CIHR launched two Indigenous COVID-19 Rapid Research Funding Opportunities, with a total investment of approximately $8 million, to support:
• bold, innovative, Indigenous community-led, strengths-based, solutions-focused research projects that focus on a wide range of topics and use diverse methods, forming a strong base to study and understand the experiences of First Nations, Inuit, Métis, and Urban Indigenous communities throughout the COVID-19 pandemic.
• enable rapid and timely distinctions-based, and Indigenous community-led research and knowledge mobilization that is responsive to the unique circumstances and the current phase of the COVID-19 pandemic in First Nations, Inuit, Métis and Urban Indigenous communities in Canada.

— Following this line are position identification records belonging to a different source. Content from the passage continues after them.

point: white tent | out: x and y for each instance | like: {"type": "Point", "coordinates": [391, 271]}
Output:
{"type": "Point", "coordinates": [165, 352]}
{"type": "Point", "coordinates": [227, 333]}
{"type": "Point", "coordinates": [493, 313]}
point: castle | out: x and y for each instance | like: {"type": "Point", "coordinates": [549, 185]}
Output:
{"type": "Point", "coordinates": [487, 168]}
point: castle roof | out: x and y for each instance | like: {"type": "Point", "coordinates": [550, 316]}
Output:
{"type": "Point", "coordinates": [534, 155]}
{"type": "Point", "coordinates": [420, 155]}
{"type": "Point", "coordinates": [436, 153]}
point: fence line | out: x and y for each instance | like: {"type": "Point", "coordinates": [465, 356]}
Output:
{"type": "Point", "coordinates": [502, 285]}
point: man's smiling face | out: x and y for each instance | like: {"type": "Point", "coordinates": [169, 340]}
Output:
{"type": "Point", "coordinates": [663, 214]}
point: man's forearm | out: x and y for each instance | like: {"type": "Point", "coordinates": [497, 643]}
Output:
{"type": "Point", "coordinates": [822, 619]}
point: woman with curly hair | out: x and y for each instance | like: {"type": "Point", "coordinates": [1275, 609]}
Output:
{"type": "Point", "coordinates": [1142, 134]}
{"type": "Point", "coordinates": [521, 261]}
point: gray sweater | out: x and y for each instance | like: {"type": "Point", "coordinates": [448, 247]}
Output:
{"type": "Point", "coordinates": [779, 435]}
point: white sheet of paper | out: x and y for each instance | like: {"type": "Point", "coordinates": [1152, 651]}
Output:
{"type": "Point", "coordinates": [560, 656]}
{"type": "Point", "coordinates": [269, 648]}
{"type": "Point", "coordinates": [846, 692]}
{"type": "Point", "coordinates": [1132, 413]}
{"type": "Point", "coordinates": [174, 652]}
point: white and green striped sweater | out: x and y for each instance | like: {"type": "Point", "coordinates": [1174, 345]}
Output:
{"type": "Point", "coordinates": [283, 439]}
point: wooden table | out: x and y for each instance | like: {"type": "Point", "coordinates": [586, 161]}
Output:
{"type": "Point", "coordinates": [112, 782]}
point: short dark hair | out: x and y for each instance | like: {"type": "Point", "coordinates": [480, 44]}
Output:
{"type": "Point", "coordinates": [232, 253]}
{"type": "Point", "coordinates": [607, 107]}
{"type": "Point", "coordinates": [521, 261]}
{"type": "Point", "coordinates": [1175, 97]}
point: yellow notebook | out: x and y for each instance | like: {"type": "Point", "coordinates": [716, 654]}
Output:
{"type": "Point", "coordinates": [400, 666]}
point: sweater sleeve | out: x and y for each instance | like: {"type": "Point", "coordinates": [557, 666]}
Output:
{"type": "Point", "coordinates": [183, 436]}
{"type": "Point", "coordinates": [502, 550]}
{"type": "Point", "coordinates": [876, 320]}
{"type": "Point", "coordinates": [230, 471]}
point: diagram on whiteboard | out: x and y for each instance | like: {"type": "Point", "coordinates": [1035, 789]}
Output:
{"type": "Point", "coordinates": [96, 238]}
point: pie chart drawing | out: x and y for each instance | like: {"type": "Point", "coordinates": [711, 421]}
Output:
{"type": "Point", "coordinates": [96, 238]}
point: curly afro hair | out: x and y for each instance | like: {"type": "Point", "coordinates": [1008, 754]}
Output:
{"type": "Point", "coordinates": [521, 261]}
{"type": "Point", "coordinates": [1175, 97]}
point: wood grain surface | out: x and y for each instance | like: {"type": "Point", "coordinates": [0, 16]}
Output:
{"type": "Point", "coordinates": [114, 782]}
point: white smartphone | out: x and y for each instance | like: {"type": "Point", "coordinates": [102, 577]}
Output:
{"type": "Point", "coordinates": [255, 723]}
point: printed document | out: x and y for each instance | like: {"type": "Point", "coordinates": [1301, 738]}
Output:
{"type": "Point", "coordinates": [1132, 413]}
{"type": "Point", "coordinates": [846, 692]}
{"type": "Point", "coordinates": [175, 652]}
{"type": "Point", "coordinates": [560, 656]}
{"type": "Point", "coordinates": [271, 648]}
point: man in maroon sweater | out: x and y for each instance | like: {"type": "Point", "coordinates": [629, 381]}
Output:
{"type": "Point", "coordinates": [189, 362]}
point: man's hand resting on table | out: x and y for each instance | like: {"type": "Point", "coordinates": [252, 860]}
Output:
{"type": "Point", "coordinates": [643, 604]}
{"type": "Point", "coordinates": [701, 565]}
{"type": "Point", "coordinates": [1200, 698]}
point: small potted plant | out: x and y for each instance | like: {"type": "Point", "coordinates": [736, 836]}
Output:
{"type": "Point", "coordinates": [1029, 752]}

Building on the priorities from CIHR’s COVID-19 investments, CIHR launched several additional rapid response competitions to support emerging priorities. This includes investments:
• to support collaboration and rapid response to the need for synthesized Canadian knowledge and evidence across the full breadth of Canada’s COVID-19 pandemic response (including public-health measures, clinical management, health-system arrangements, and economic and social impacts).
• to expand existing national and international clinical trial networks to coordinate research on interventions to prevent, detect, manage, and/or treat COVID-19.
• to accelerate research and lead the formation of a variant network to coordinate and align efforts in this field.
• in a Canadian Network for Emerging Variants Research to enable the rapid support of research activities required to swiftly characterize and assess the individual and population health threats of emerging variants of concern.
• to address persistent evidence gaps such as variants of the virus, vaccine development and uptake, testing, mental health, and the ways in which the COVID-19 pandemic is having specific impacts on women, racialized populations, and Métis, Inuit and First Nations Peoples.

CIHR also worked with partners to fund research on vaccine confidence to improve public understanding of vaccines and help Canadians to make evidence-based decisions, especially among populations that are hesitant about vaccines, and to help improve vaccine uptake among populations experiencing systemic inequities, conditions of marginalization, Indigenous (First Nations, Inuit, Métis and/or Urban Indigenous) communities and/or among populations who are historically under-vaccinated.

CIHR also invested in 70 projects to improve our understanding of, response to, and recovery from the co-occurring stressful and traumatic events that stem from the current COVID-19 pandemic, and/or restricted conditions associated with public health measures in Canada in response to the COVID-19 pandemic, with respect to children, youth and families in Canada.

CIHR is also investing in a series of rolling competitions designed in an iterative way in consultation with partners. These investments are targeting key emerging research priorities and gaps to contribute to Canada’s ongoing response to the pandemic in a flexible and rapid way. The first competition was launched on March 3, 2021 and funded 69 projects for a total of $26.3 million the second competition was launched on July 27, 2021. The total funding amount available for these competitions is approximately $119M.

Further, the Government of Canada, under the leadership of CIHR, is establishing a Centre for Research on Pandemic Preparedness and Health Emergencies. The Research Centre will allow CIHR to support real-time knowledge translation and knowledge mobilization for use by the research community and decision-makers alike, as well as to invest $18.5 million per year to build capacity, fund research into emergent priorities in pandemic preparedness, and implement the Budget 2022 investment of $20M over 5 years to study the long-term impacts of COVID-19.

Additional Information:

KEY FACTS
• As of January 2022, CIHR has invested nearly $330 million, with another $20M from partners, on 818 research projects through 31 competitions on COVID-19 research.
• Funds were provided through competitions such as the initial Rapid Research response (e.g. testing and vaccines), the COVID & Mental Health Initiative, knowledge syntheses, and emerging research gaps and priorities, and more recently expanding towards long-term health impacts.